Parmi les enseignants du primaire ayant obtenu leur baccalauréat en enseignement avant l’implantation du cours d’ECR, c’est-à-dire la majorité des enseignants du Québec, près de 60 % ont reconnu n’avoir reçu aucune formation pour transmettre la matière à leurs élèves, tandis que 17 % avaient reçu cinq heures de formation, et 25 % plus de six heures. Des données qui étonnent Mme Duclos.

« Six heures pour enseigner toutes les grandes religions et philosophies du monde, ce n’est pas beaucoup, lance-t-elle avec une pointe d’ironie dans la voix. Même si la formation à elle seule n’est pas garante de la réussite ou de l’échec du programme, on peut se demander si cela est suffisant. »

[...]

« À l’époque, il fallait former 23 000 enseignants du primaire, et 2400 spécialistes au secondaire. Ça fait beaucoup de monde, d’autant plus que le gouvernement a coupé le financement de la formation ECR dès 2009 », dit-elle. Cette annulation aussi rapide, qui n’était pas prévue à l’origine, a pu contribuer au faible taux de certification pour l’enseignement d’ECR.
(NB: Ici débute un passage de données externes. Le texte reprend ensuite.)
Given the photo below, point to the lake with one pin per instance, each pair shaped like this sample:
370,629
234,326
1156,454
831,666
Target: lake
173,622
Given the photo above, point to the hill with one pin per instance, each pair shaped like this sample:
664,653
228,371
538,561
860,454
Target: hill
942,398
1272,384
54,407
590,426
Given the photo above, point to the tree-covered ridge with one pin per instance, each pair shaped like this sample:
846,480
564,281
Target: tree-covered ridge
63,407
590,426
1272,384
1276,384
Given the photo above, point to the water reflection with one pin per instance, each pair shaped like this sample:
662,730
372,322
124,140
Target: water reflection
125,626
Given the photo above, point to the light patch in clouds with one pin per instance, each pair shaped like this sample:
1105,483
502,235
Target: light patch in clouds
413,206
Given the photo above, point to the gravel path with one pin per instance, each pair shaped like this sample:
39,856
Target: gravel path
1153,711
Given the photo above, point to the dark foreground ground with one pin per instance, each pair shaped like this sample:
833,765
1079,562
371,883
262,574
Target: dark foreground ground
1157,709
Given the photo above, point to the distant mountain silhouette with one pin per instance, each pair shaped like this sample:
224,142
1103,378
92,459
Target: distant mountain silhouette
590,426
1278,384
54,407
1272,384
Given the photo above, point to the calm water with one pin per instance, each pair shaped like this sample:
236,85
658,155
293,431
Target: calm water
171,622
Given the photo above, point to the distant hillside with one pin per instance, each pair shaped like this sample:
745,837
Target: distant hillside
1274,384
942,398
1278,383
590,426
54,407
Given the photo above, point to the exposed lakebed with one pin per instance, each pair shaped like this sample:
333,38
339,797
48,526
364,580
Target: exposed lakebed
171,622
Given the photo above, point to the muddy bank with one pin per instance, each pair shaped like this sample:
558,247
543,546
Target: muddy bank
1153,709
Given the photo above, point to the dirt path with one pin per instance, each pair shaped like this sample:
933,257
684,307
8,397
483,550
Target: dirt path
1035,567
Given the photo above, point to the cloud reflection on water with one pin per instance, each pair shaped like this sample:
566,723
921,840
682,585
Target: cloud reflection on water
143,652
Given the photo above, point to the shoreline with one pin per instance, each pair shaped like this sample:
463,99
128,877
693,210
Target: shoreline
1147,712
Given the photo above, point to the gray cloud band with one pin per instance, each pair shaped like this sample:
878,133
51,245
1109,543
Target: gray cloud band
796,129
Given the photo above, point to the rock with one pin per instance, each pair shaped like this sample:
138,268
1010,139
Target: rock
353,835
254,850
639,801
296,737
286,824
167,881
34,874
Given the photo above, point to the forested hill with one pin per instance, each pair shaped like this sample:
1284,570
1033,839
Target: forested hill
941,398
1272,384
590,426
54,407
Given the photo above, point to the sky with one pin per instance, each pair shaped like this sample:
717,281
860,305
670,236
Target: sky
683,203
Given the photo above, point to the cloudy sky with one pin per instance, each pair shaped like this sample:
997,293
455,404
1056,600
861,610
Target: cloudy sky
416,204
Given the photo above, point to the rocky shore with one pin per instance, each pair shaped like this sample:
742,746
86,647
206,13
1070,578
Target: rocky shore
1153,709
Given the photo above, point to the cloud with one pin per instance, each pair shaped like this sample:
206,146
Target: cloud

Le sondage mené auprès de 114 enseignants du primaire d’une commission scolaire francophone de Montréal chargés de donner le cours d’Éthique et de culture religieuse montre aussi que la plupart d’entre eux n’ont pas été consultés, ni dans l’implantation ni dans la mise en œuvre du programme d’ECR. Ils n’ont été que 3 % à juger avoir été suffisamment sollicités lors de cette étape de la mise en place du programme.

Implantation controversée

Mis sur pied en 2008, le cours d’ECR présente un aperçu global des différents rites et religions du monde d’un point de vue « neutre et objectif », en y apportant une perspective historique [c’est inexact, une perspective sociologique qui s’intéresse au « phénomène religieux », pas du tout à l’histoire des religieux.]. Il encourage également l’élève à réfléchir aux questions éthiques et sociales [en groupe, avec des balises très politiquement correctes.]

Enseigné dans toutes les écoles de la province, il a une optique strictement « laïque et culturelle ». La loi permet toutefois d’exempter une école privée du programme si le cours de remplacement est jugé « équivalent », ce qui est par exemple le cas au collège Loyola, dans le quartier Notre-Dame-de-Grâce, à Montréal.

Plusieurs parents avaient exprimé leur mécontentement lorsque Québec avait choisi de mettre fin à l’enseignement religieux traditionnel pour le remplacer par le cours d’ECR en 2008. Les enseignants avaient pour leur part fait entendre leurs réserves sur l’élaboration du nouveau cours ainsi que sur sa méthode d’implantation.

Encore aujourd’hui, une majorité d’enseignants (63 %) se demande comment améliorer le programme, même si celui-ci n’est en place que depuis quelques années [sept !], ce qui laisse Mme Duclos songeuse. 

[...]

Mme Duclos dit craindre que le gouvernement du Québec ne répète ces erreurs avec la création d’un nouveau programme d’éducation sexuelle, à l’étape du projet-pilote depuis la rentrée scolaire.
Ce projet pilote se déroule depuis la rentrée dans une quinzaine d’écoles accueillant quelque 8200 élèves, et durera deux ans. Il devrait par la suite être intégré au programme de tous les élèves dès 2017.

Le ministère de l’Éducation, qui encadre le projet, s’est fait avare de commentaires sur le détail des apprentissages prévus, mais le programme offrirait un certain niveau de latitude aux enseignants ou autres intervenants appelés à transmettre la matière aux élèves.